The pollution levels are shocking, said Chris Bason, executive director of the Center for the Inland Bays. “It’s unfortunate because the Indian River and some nearby creeks and streams are going to be receiving all that pollution and they are already in bad shape, they are highly polluted rivers.”

Mountaire’s impact on the water isn’t a new development, according to DNREC. “Groundwater monitoring wells have consistently exceeded the drinking water standard … and have shown no improvement since Mountaire acquired ownership of the facility in 2000,” the violation order said.

Bason said it appeared the pollution was brought under control at some point in the past year, but that’s changed now in light of this violation. “It was shocking the amount of nitrogen that was being applied to those fields, and I guess that was resulting from the operations failure at the facility … and there are many other problems out there as well.”

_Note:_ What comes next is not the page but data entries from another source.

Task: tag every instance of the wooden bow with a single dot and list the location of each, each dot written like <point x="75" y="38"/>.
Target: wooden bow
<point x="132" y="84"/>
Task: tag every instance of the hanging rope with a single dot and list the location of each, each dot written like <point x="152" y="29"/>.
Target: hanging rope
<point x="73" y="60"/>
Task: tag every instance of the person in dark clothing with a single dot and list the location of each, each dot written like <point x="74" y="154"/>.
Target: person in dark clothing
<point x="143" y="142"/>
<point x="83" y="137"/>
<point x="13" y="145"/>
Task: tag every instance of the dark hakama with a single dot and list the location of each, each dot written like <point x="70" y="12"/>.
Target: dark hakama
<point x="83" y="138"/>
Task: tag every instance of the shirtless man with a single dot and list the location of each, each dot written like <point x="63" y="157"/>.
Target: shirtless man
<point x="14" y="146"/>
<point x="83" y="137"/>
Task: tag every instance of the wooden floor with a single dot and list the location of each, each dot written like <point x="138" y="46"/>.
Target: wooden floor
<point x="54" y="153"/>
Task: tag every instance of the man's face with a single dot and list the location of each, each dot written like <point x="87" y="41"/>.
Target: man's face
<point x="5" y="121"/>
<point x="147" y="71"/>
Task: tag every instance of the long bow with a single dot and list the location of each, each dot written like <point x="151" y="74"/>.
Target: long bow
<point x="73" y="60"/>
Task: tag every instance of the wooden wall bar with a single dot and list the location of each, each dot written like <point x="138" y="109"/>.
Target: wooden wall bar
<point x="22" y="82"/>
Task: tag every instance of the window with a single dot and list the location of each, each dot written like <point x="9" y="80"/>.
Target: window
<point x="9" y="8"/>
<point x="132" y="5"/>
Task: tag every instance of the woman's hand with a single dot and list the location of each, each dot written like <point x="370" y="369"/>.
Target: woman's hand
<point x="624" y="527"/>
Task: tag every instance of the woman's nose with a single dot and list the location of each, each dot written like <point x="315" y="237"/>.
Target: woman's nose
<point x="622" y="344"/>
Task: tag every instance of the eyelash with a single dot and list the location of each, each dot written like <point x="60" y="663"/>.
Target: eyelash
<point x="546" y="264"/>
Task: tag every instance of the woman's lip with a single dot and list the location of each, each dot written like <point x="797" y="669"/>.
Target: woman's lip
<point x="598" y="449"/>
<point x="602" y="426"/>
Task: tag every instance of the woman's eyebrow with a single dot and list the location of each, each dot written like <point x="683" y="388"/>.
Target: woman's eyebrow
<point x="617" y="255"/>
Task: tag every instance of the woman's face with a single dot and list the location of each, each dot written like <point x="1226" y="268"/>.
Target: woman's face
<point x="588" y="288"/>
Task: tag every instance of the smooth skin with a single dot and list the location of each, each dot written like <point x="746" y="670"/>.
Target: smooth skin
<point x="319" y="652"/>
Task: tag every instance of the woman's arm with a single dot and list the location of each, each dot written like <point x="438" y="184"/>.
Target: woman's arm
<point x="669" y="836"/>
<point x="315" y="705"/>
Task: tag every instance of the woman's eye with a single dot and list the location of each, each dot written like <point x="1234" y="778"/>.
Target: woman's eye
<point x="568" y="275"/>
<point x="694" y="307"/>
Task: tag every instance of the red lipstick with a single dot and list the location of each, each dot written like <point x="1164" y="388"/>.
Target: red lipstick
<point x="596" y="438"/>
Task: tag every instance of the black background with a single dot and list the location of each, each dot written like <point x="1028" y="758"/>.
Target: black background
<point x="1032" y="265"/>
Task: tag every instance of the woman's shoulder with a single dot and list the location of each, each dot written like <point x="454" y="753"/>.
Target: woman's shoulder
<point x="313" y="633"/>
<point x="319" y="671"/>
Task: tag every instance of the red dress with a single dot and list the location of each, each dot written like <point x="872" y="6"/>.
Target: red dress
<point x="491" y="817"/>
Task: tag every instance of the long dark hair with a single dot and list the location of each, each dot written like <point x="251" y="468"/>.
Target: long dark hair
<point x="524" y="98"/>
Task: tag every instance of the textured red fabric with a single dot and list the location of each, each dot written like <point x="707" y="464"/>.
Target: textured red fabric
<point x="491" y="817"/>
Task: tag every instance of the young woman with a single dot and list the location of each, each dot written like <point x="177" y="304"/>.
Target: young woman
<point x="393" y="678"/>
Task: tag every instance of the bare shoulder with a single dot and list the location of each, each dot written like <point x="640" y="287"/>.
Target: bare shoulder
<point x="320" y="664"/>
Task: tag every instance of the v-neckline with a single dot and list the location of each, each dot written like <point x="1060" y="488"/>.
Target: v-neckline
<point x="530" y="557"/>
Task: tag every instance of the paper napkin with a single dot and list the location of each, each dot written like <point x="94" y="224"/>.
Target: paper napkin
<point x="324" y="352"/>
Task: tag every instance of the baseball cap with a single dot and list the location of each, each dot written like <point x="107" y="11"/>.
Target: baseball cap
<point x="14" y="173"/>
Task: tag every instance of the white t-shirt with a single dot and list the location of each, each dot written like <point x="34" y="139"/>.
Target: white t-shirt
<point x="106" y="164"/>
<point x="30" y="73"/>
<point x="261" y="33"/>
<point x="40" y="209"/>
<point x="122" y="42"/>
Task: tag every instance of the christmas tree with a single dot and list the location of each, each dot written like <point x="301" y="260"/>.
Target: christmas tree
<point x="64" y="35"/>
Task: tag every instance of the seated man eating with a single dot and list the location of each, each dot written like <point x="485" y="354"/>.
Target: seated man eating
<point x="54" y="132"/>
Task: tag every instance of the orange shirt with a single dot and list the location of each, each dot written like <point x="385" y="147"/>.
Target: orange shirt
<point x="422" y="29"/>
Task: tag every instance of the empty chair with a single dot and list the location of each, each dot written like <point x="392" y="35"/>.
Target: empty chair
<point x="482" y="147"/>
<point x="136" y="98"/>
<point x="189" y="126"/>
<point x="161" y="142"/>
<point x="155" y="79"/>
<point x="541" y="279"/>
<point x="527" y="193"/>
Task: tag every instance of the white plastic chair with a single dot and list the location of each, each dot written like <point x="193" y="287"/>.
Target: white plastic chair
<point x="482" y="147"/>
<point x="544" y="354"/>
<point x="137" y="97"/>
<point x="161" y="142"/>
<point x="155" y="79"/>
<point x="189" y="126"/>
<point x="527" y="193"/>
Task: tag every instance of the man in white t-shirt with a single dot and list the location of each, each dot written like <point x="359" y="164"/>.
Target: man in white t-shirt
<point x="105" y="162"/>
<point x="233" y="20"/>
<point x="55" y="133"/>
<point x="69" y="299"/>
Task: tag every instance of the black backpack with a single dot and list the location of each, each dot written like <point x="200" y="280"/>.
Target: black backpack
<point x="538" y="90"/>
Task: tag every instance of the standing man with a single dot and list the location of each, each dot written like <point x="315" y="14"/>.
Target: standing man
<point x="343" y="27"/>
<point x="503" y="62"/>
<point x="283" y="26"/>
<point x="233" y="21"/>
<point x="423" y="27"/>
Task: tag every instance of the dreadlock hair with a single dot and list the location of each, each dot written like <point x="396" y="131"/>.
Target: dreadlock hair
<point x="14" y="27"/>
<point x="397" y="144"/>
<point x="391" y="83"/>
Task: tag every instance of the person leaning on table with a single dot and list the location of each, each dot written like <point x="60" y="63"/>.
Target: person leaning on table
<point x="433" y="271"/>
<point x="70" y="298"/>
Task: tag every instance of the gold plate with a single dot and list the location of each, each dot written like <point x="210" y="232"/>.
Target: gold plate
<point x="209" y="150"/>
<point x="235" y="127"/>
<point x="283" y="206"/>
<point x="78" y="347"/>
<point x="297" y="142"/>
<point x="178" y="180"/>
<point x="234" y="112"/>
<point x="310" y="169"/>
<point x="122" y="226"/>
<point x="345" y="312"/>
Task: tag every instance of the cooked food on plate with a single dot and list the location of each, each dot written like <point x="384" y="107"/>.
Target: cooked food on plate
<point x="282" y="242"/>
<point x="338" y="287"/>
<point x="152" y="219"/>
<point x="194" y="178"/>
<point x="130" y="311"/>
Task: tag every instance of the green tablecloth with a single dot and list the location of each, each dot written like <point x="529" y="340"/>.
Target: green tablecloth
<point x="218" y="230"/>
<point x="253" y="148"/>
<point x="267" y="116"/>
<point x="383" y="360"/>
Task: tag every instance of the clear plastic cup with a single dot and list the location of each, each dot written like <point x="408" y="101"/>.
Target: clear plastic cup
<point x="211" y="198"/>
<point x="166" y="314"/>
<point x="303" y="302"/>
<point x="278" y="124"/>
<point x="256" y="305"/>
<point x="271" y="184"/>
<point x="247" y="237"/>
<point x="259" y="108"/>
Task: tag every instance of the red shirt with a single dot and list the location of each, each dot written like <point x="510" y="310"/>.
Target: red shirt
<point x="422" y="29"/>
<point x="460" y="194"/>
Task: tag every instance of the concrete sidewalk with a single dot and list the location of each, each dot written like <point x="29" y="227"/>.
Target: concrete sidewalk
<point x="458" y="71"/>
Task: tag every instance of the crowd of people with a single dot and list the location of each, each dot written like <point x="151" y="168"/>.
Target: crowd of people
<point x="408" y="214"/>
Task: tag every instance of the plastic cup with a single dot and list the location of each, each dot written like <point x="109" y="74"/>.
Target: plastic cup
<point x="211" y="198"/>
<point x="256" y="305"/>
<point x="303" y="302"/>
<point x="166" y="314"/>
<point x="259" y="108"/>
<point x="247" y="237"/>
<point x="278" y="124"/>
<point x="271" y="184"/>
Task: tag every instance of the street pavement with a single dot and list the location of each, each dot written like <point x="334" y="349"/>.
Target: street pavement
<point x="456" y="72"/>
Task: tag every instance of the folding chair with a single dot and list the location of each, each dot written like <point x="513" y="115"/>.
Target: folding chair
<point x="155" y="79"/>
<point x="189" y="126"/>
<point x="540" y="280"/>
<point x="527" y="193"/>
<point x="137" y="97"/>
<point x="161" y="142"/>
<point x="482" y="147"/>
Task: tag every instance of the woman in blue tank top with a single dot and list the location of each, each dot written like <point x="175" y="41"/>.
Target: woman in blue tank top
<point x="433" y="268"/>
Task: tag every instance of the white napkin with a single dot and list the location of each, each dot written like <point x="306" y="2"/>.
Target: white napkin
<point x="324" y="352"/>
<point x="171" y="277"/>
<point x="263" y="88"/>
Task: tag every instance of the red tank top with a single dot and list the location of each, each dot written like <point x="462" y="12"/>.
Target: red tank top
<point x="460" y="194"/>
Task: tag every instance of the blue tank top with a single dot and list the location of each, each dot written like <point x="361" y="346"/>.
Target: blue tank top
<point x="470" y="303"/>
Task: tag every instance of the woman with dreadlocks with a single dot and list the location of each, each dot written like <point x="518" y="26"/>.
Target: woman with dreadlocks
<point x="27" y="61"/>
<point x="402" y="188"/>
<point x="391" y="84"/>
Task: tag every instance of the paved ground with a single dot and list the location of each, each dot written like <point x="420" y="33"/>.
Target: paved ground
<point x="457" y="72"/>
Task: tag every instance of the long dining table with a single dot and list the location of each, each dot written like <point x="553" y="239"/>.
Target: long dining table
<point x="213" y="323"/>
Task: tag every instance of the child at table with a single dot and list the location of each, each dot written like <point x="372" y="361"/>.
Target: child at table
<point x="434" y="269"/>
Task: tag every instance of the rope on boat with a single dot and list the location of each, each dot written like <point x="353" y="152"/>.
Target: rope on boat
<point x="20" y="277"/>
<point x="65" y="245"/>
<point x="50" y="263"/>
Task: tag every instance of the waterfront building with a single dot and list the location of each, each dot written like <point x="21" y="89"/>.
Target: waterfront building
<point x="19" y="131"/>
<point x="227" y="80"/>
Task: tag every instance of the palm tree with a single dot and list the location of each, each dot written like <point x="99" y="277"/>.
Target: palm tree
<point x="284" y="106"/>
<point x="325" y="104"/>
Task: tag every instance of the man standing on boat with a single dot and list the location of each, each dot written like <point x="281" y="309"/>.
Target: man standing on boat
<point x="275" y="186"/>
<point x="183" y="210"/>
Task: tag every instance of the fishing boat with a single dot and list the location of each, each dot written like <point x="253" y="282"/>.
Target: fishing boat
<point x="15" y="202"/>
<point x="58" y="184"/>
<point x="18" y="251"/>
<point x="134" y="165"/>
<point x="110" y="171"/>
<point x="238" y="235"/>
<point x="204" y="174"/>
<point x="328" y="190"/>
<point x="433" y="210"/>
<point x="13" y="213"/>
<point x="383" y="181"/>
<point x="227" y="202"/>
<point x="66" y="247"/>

In addition to the worries over drinking water quality, Bason is concerned about the impact on other uses of the Indian River and other water further downstream.

“There’s an important recreational blue crab fishery there, there’s a hard clam fishery, oyster aquaculture is just getting started in the inland bays,” Bason said. “There’s like 60,000 registered boats in Delaware, and most of them use the inland bays. So it’s a very important resource that’s getting polluted here.”

The DNREC violation notice requires Mountaire to submit a corrective action work plan to detail how the company will reduce the pollution and impacts to the water.